Bell is particularly interested in the U.S. Marine Corps' Marine Air Ground Task Force – Unmanned Expeditionary Capabilities (MUX) concept to perform the tasks of MQ-1 Predator and Reaper aircraft while operating from amphibious assault ships to complement and escort the MV-22. The U.S. Army is also interested in runway-independent unmanned aircraft, and the Vigilant could be incorporated into manned-unmanned teaming (MUM-T) arrangements where helicopter pilots have the ability to control nearby drones from the cockpit using a tactical common data-link. A 1/8-scale model was unveiled in September 2016. The system could be ready for production by 2023.

While Bell is funding the V-247 through its preliminary design phase, the company is searching for a customer, likely the USMC, to fund the follow-on design effort to incorporate specific requirements into the design.

==Design==
The V-247 Vigilant is designed to weigh 16000 lb empty and carry 13000 lb of fuel, weapons, and sensors for a maximum gross weight of 29000 lb, roughly three times the maximum takeoff weight of the MQ-9. The V-22 and V-280 use two engines located within the tiltrotor pylons. The V-247 will have a single engine housed in the fuselage generating 5,000-6,000 shp (3,670-4,410 kW), about as much as the V-22's engines. The wingspan is 65 ft, just 1 ft shorter than the Reaper's, with 30 ft-diameter tilting rotors, 8 ft smaller in diameter than the V-22's.

Like the V-280, it has a V-shaped tail and one long wing piece mated to the top of the fuselage and retractable tricycle landing gear. To enable size compatibility with U.S. Navy guided missile destroyers, the wing and rotors swivel along the 37 ft-long fuselage to have the same footprint as the UH-1Y Venom helicopter. Two folded up V-247s can fit inside one C-17 Globemaster III transport aircraft. The aircraft aims to have a cruise speed of 250 knot, a top speed of 300 knot, and a service ceiling of 25000 ft, with a combat radius of 450 nmi and time-on-station of 11–15 hours, while carrying a 600 lb payload. Range is 1400 nmi for 17 hours on internal fuel. It has the capability for aerial refueling.

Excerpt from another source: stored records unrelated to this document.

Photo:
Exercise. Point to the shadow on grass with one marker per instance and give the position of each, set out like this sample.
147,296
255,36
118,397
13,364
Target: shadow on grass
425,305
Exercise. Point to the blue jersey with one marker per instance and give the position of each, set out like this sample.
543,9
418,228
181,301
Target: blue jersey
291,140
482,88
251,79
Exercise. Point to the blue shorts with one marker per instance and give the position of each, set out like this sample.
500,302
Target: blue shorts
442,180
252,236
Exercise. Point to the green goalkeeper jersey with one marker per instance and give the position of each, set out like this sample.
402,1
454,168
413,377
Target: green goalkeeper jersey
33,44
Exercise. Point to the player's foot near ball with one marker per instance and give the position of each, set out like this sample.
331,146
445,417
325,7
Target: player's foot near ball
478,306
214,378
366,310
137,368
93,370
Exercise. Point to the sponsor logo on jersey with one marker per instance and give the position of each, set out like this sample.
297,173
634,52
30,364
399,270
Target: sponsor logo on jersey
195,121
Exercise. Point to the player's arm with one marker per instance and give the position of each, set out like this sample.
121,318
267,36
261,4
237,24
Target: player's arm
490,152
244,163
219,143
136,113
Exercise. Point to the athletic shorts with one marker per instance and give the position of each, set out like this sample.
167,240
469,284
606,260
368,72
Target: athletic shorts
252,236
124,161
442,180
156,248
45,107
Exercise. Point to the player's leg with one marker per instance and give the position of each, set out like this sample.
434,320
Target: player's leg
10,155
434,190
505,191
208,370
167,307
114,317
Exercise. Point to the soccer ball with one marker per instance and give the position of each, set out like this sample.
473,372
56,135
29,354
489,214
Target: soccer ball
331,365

The aircraft can support an internal mission payload of 2000 lb and can sling-load 9000 lb. The Vigilant is equipped with three internal payload bays, a centerline payload, and the capability to house up to two underwing pylons per side for various payloads including additional fuel, radar systems, LiDAR modules, sonobuoys, the Mark 50 torpedo, AGM-114 Hellfire, and Joint Air-to-Ground Missile (JAGM).